Many commercial VPN providers support only IPv4. That means all IPv6 traffic bypasses the VPN and renders it virtually useless. To avoid this, dispatcher can be used to disable all IPv6 traffic for the time a VPN connection is up.

/etc/NetworkManager/dispatcher.d/10-vpn-ipv6
#!/bin/sh

case "$2" in
	vpn-up)
		echo 1 > /proc/sys/net/ipv6/conf/all/disable_ipv6
		;;
	vpn-down)
		echo 0 > /proc/sys/net/ipv6/conf/all/disable_ipv6
		;;
esac

As an alternative, dispatcher can be used to temporarily set the IPv6 mode of the device used by the VPN connection to link-local. This will avoid NetworkManager log spam about IPv6 being disabled. This script will not work if multiple devices or connections provide IPv6 connectivity, but could be adapted to iterate over multiple devices. Note that any change to the connection (using nmcli(1) or a desktop environment) will reapply the entire connection to the device and re-enable IPv6 (if it is enabled in the connection).

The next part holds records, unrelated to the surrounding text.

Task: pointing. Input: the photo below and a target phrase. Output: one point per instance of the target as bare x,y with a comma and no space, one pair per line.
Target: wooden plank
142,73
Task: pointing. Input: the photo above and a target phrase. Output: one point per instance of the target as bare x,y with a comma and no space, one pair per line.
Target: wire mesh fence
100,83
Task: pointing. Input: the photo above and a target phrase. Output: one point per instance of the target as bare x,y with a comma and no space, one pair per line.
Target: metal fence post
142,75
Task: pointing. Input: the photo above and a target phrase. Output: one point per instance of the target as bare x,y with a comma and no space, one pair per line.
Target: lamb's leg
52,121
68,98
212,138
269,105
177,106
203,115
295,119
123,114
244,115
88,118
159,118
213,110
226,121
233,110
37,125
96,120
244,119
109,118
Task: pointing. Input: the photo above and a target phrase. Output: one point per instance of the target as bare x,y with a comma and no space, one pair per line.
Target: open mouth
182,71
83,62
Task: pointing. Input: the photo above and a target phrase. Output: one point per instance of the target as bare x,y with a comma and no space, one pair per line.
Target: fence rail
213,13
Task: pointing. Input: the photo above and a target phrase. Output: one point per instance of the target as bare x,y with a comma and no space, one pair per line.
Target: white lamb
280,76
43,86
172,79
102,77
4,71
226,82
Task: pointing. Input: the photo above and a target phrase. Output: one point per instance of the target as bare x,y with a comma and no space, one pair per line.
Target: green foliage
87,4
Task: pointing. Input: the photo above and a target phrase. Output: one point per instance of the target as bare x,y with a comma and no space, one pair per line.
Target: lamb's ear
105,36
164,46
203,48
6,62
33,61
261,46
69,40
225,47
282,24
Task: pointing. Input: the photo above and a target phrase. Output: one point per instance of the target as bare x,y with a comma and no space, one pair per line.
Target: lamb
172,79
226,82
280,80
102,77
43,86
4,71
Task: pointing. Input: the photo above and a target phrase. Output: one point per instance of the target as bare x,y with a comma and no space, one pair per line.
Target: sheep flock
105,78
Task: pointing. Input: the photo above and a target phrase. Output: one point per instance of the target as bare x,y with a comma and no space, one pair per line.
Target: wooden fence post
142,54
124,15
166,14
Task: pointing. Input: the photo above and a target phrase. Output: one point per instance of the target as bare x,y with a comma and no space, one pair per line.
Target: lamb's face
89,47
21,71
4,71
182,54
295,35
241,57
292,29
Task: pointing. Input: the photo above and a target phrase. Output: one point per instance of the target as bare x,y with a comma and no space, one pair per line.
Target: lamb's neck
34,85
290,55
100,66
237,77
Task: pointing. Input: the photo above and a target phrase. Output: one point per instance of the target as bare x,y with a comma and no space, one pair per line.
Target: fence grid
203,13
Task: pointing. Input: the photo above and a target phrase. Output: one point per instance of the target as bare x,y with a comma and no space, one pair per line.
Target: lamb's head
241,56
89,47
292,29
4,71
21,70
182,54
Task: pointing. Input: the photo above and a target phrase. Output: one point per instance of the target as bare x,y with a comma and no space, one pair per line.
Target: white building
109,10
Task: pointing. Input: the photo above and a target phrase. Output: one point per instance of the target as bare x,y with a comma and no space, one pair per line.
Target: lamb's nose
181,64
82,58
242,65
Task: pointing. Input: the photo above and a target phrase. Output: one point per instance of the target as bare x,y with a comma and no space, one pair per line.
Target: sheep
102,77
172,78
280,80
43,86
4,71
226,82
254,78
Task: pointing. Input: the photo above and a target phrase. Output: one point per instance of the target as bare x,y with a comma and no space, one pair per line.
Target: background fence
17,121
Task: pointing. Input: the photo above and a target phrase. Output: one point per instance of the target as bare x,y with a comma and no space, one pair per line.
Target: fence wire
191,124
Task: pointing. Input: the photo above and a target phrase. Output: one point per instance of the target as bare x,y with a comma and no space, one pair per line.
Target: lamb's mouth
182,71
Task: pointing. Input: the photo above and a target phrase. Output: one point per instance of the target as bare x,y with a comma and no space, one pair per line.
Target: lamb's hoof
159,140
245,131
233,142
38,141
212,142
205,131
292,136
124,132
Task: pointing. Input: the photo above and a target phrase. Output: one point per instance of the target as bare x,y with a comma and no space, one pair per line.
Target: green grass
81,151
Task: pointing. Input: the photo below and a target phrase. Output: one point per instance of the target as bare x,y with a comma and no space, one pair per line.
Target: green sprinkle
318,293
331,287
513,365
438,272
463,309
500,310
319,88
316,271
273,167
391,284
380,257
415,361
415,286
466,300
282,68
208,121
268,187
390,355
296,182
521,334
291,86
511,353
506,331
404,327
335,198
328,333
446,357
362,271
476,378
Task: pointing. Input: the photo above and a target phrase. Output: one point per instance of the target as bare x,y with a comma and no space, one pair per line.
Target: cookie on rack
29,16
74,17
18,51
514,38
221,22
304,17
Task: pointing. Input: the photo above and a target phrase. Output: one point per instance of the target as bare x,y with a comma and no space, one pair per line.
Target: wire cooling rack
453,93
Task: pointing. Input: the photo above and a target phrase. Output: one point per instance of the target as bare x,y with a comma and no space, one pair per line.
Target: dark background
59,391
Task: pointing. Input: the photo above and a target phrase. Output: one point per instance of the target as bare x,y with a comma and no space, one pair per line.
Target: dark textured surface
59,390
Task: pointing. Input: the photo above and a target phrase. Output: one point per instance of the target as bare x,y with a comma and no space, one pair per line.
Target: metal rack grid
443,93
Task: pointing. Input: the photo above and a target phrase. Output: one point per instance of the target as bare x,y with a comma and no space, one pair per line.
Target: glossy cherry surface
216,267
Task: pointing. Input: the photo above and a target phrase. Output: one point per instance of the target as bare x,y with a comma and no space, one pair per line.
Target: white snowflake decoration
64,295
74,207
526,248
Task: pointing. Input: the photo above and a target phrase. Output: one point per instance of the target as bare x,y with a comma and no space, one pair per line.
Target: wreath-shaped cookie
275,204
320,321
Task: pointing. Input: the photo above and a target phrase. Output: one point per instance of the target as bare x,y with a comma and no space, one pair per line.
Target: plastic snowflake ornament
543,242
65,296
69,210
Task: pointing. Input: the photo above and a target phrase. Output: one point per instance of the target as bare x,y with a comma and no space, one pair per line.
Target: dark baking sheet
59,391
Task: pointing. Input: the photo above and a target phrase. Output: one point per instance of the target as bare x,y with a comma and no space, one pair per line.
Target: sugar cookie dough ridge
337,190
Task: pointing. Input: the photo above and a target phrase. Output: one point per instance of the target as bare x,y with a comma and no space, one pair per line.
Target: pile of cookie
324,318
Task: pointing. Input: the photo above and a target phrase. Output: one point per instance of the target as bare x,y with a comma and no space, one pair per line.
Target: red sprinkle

/etc/NetworkManager/dispatcher.d/10-vpn-ipv6
#!/bin/sh

case "$2" in
	vpn-up)
		nmcli device modify "${DEVICE_IFACE}" ipv6.method link-local
		;;
	vpn-down)
		nmcli device reapply "${DEVICE_IFACE}"
		;;
esac

OpenNTPD

See OpenNTPD#Using NetworkManager dispatcher.

Dynamically set NTP servers received via DHCP with systemd-timesyncd

When roaming between different networks (e.g. a company's LAN, WiFi at home, various other WiFi now and then) you might want to set the NTP server(s) used by timesyncd to those provided by DHCP. However, NetworkManager itself is not capable to communicate with systemd-timesyncd to set the NTP server(s).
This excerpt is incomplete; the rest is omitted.